Don Pasquale review – Bryn Terfel softens Donizetti's hard edges

This article is more than 4 years old

Royal Opera House, London
Terfel sounds wonderful and is deeply touching as the elderly bachelor in Damiano Michieletto’s overly fussy, modern-dress staging

Damiano Michieletto’s Royal Opera staging of Donizetti’s Don Pasquale is a co-production with the Paris Opéra, where it was first seen earlier this year. Its transfer to London to some extent forms a vehicle for Bryn Terfel, strikingly cast as the elderly bachelor conned into thinking he is marrying a supposedly demure convent girl, only to find her a domineering even tyrannical wife the moment the ring is on her finger.
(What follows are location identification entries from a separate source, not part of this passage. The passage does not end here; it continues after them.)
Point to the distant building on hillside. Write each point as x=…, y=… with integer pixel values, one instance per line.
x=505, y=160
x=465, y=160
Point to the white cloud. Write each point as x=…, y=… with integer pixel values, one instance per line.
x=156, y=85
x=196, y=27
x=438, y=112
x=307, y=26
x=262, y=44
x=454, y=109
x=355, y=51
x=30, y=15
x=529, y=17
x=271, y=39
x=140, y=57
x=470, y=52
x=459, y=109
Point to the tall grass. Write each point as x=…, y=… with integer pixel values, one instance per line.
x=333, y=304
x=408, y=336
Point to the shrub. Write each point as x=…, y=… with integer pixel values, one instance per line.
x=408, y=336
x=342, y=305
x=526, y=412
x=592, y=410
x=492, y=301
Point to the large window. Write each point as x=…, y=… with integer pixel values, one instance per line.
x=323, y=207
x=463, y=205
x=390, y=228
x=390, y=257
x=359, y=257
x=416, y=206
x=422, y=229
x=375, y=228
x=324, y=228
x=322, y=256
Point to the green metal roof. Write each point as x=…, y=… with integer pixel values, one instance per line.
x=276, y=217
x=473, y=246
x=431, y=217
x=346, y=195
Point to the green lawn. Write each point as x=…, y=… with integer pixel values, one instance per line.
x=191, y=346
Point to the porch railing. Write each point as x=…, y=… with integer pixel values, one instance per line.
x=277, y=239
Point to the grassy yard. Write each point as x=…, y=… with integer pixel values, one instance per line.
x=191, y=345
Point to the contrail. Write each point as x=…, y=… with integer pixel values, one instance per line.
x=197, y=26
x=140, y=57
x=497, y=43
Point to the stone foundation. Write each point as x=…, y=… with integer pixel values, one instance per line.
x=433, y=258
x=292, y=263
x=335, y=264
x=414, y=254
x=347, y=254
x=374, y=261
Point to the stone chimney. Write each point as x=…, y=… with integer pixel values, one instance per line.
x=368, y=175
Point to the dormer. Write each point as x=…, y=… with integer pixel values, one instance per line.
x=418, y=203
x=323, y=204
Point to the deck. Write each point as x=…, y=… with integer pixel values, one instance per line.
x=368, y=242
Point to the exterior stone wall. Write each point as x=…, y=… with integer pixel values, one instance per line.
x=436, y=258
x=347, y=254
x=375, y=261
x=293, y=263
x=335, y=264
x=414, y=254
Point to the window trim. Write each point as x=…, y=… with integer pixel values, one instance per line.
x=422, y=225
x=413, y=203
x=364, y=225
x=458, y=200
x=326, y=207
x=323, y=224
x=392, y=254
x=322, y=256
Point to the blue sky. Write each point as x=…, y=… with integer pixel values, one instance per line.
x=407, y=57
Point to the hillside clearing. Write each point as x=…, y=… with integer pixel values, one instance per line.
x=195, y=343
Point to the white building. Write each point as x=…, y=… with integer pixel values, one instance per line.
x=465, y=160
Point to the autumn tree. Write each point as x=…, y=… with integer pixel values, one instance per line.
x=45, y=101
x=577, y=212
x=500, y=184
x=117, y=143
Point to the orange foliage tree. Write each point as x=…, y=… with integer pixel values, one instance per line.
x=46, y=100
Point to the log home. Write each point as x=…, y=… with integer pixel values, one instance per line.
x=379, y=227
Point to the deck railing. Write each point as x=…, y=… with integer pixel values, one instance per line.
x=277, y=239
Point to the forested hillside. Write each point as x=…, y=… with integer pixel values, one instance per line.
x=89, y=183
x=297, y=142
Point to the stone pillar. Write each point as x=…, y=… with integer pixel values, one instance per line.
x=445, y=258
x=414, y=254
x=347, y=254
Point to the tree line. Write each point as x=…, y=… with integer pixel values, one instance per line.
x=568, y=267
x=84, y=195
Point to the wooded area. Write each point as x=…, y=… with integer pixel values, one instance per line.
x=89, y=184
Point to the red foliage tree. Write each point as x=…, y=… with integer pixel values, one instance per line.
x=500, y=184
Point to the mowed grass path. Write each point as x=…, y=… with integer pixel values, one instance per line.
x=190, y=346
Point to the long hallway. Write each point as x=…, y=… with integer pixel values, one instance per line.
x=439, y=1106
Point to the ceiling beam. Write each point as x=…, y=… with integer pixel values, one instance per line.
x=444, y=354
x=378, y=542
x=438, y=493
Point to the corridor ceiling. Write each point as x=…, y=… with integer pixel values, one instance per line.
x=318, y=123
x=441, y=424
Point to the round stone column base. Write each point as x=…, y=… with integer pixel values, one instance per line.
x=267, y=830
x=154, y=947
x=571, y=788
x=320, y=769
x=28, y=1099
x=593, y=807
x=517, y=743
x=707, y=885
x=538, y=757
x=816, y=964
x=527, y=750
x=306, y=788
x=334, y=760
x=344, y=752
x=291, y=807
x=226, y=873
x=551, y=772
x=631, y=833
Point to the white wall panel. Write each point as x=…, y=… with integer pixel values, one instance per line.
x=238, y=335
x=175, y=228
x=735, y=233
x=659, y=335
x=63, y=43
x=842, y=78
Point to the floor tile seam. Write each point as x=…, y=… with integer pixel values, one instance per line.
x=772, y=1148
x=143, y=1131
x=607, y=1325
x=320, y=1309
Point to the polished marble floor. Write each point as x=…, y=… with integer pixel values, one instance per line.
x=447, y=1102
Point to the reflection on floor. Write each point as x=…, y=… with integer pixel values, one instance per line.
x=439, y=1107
A work that is easy to admire but often hard to love, Donizetti’s hard-edged little comedy is nowadays apt to make us uneasy. For all the brilliance of its music, its depiction of the amatory follies of age and the unthinking certainties of youth has a sardonic quality that tips towards cynicism and cruelty. Its shifting balance of sympathies makes it a difficult prospect for directors, and Michieletto’s modern-dress staging is hampered by uncertainties of tone and a busy quality that sometimes hinders its impact.

Paolo Fantin’s set presents us with the strip-lit framework of a house where we first encounter Terfel’s Pasquale getting ready for the day under the watchful eye of his elderly, chain-smoking maid, who resentfully flaps round him, helping him into his trousers and encasing his tummy in an alarming-looking corset. Olga Peretyatko’s Norina, who clearly has her eye on a glamorous lifestyle, works as a dresser in a fashion photographer’s studio, and later replaces Pasquale’s clutter with minimalist chic, presenting him with extravagant bills for the couture gowns she now gleefully wears. We don’t quite understand the reason for her attraction to Ioan Hotea’s Ernesto, played as a sulky brat, fond of his teddy bear, which flies in the face of the score, which presents him as a romantic dreamer. Markus Werba’s Malatesta, meanwhile, is a handsome if dangerous charmer, though his role as Pasquale’s doctor remains curiously ill-defined.

Markus Werba (Doctor Malatesta) and Olga Peretyatko (Norina) in Don Pasquale. Photograph: Tristram Kenton/The Guardian

Michieletto’s approach, however, is often overly fussy. An onstage camera crew films Norina’s fashion model posing, projecting the footage on to a screen at the back of the set, and later, under Malatesta’s direction, produces the evidence of Norina’s supposed infidelity which brings Pasquale’s mock marriage to an end. In act two, a puppet show accompanies the chorus’s gossip about Pasquale’s fortunes, leaving the discarded puppets for Terfel and Werba to play with during their patter duet. The whole thing, however, is curiously charmless and not nearly as funny as it might be, and the ending, with the enraged Pasquale confined to a wheelchair in a care home, bitter in the extreme.

Within the context, however, Terfel makes a fine, sympathetic Pasquale, deeply touching in his expressions of affection for Norina and genuinely heartbroken, and indeed heartbreaking, when she turns on him in act two. He sounds wonderful, singing with handsomely focused tone and brings considerable panache to his duet with Werba, which is denied its traditional encore here. Peretyatko negotiates Norina’s coloratura with great brilliance and security, though Hotea’s Ernesto sounded effortful on occasion on opening night. Werba’s voice has lost some of its lustre since I last heard him, though his singing remains attractively stylish. In the pit, Evelino Pidò conducts with admirable precision and grace.